Participants
Damien Clochard
Damien Clochard
Andres Freund
Andres Freund
Daniel Gustafsson
Daniel Gustafsson
Attachments
Thread Outline
#1Damien ClochardDamien Clochard
Feb 25, 2025
#2Andres FreundAndres Freundto Damien Clochard (#1)
Feb 25, 2025
#3Damien ClochardDamien Clochardto Andres Freund (#2)
Jun 23, 2025
#4Daniel GustafssonDaniel Gustafssonto Damien Clochard (#3)
Jun 23, 2025

Security Label Inheritance

Started by Damien Clochard11 months ago4 messages
#1Damien Clochard
Damien Clochard
damien@dalibo.info

Hi

My name's Damien Clochard and I'm the main developer of the PostgreSQL
Anonymizer extension. This extension relies heavily on security labels.
Among other things, users can add labels to define a "masking rule" upon
a column and to declare that a roles is "masked".

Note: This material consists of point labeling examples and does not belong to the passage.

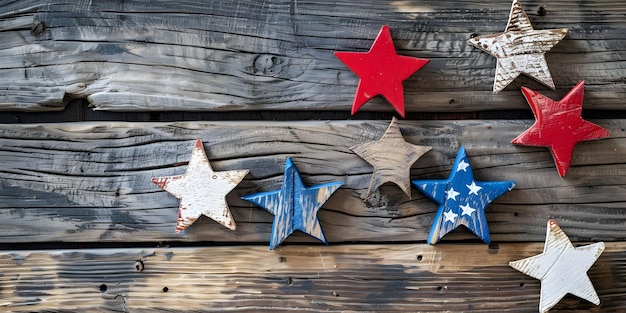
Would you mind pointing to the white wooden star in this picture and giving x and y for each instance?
(201, 190)
(561, 268)
(520, 49)
(391, 157)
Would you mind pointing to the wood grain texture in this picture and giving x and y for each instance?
(391, 158)
(278, 54)
(90, 182)
(342, 278)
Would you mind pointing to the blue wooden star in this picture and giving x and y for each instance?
(462, 200)
(294, 206)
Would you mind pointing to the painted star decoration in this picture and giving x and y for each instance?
(201, 190)
(462, 200)
(559, 125)
(294, 206)
(520, 49)
(391, 157)
(381, 71)
(561, 268)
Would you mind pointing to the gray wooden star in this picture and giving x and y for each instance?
(391, 157)
(561, 268)
(520, 49)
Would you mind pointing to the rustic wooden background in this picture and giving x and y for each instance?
(96, 97)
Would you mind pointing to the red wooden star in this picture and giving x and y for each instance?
(381, 71)
(559, 125)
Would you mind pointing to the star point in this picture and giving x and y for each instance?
(520, 49)
(474, 189)
(450, 216)
(451, 194)
(381, 71)
(561, 268)
(294, 206)
(559, 125)
(462, 166)
(447, 193)
(201, 190)
(391, 157)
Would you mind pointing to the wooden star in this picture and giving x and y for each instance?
(201, 190)
(559, 125)
(294, 206)
(391, 157)
(561, 268)
(520, 49)
(462, 200)
(381, 71)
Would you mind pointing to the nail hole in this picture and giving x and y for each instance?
(154, 116)
(38, 28)
(139, 265)
(542, 11)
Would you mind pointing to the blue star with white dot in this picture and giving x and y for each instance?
(462, 200)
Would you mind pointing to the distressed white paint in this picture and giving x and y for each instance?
(520, 49)
(561, 268)
(201, 190)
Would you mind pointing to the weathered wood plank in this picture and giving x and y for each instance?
(354, 278)
(250, 55)
(90, 182)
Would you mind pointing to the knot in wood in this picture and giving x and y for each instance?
(267, 64)
(38, 28)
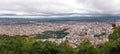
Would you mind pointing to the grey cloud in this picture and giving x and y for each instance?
(62, 7)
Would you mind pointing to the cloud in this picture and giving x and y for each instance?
(105, 6)
(59, 7)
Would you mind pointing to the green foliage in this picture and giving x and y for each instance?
(24, 45)
(115, 35)
(52, 34)
(87, 48)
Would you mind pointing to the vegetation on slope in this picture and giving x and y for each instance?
(24, 45)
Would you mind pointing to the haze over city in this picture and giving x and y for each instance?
(58, 8)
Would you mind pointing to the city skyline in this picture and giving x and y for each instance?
(59, 7)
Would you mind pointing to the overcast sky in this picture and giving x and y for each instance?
(60, 7)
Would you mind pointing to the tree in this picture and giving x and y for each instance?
(87, 48)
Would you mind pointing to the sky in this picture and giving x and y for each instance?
(59, 7)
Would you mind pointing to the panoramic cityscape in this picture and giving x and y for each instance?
(59, 27)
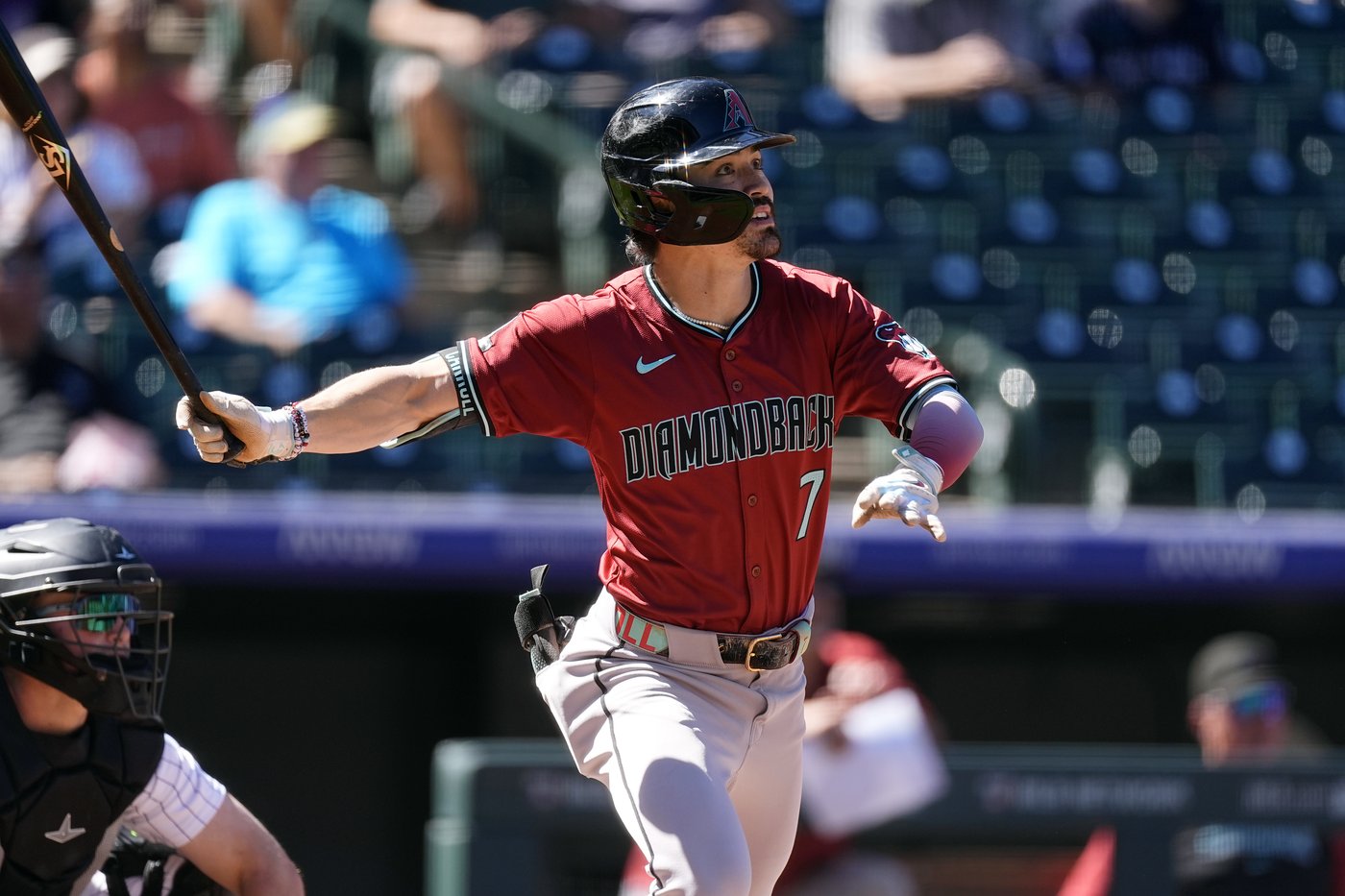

More details on how this works on the documentation:
https://postgresql-anonymizer.readthedocs.io/en/latest/dynamic_masking/

Currently a security label is applied to one and only one object. In
particular a label does not apply to the objects that inherit from the
objet it is originally associated with.

Consider the following

ALTER DATABASE foo SET session_preload_libraries = 'anon';
ALTER DATABASE foo SET anon.transparent_dynamic_masking = TRUE;

CREATE TABLE people AS SELECT 5432 AS id, 'slonik' AS name;
CREATE EXTENSION anon;
SECURITY LABEL FOR anon ON COLUMN people.name IS 'MASKED WITH VALUE
NULL';
CREATE ROLE extern INHERIT;
SECURITY LABEL FOR anon ON ROLE extern IS 'MASKED';
GRANT USAGE ON SCHEMA public TO extern;
GRANT SELECT ON ALL TABLES IN SCHEMA public TO extern;
CREATE ROLE joe LOGIN IN ROLE extern;

When connecting as role joe, I will have all the privileges granted to
extern. However, joe is not affected by the security label defined on
the extern group. He can read the personal data.

\connect - joe

SELECT * FROM people;
id | name
------+--------
5432 | slonik

I need to explicitly change the role for the label to be applied and in
that case the mask upon the people.name column is applied

SET ROLE extern;

SELECT * FROM people;
id | name
------+------
5432 |

I am not suggesting that this behaviour should change but I receive a
lot of feedback from users showing some confusion as they would expect
that the INHERIT clause would also apply to security labels, just like
granted privileges.

A similar confusion occurs with inherited tables :

\connect - postgres
CREATE TABLE french (eat_frogs BOOLEAN) INHERITS(people);
INSERT INTO french VALUES (0,'damien', FALSE);
GRANT SELECT ON TABLE french TO extern;

SET ROLE extern;

The mask is applied to the parent table

SELECT * FROM people;
id | name
------+--------
5432 |
0 |

But it is not applied to the child table

SELECT * FROM french;
id | name | eat_frogs
----+--------+-----------
0 | damien | f

Again most users expect that the masking rule on people.name would also
be applied to french.name.

So my first question is : Do you think it would be helpful to update the
SECURITY LABEL command documentation to clarify that security labels are
not concerned by object inheritance ?

My second question is more open : do you think it would be worth adding
a new way to declare that a security label applies to an object and all
its inheritants ? As I understand this would concern only roles and
tables.

Maybe a new optional `[ [WITH] INHERIT | NOINHERIT ]` syntax at the end
of the SECURITY LABEL command....

Something like this :

SECURITY LABEL FOR anon ON ROLE extern IS 'MASKED' WITH INHERIT;

SECURITY LABEL FOR anon ON COLUMN people.name
IS 'MASKED WITH VALUE NULL'
WITH INHERIT;

The default would be NOINHERIT and all extensions that rely on the
current behaviour would continue to work without any change.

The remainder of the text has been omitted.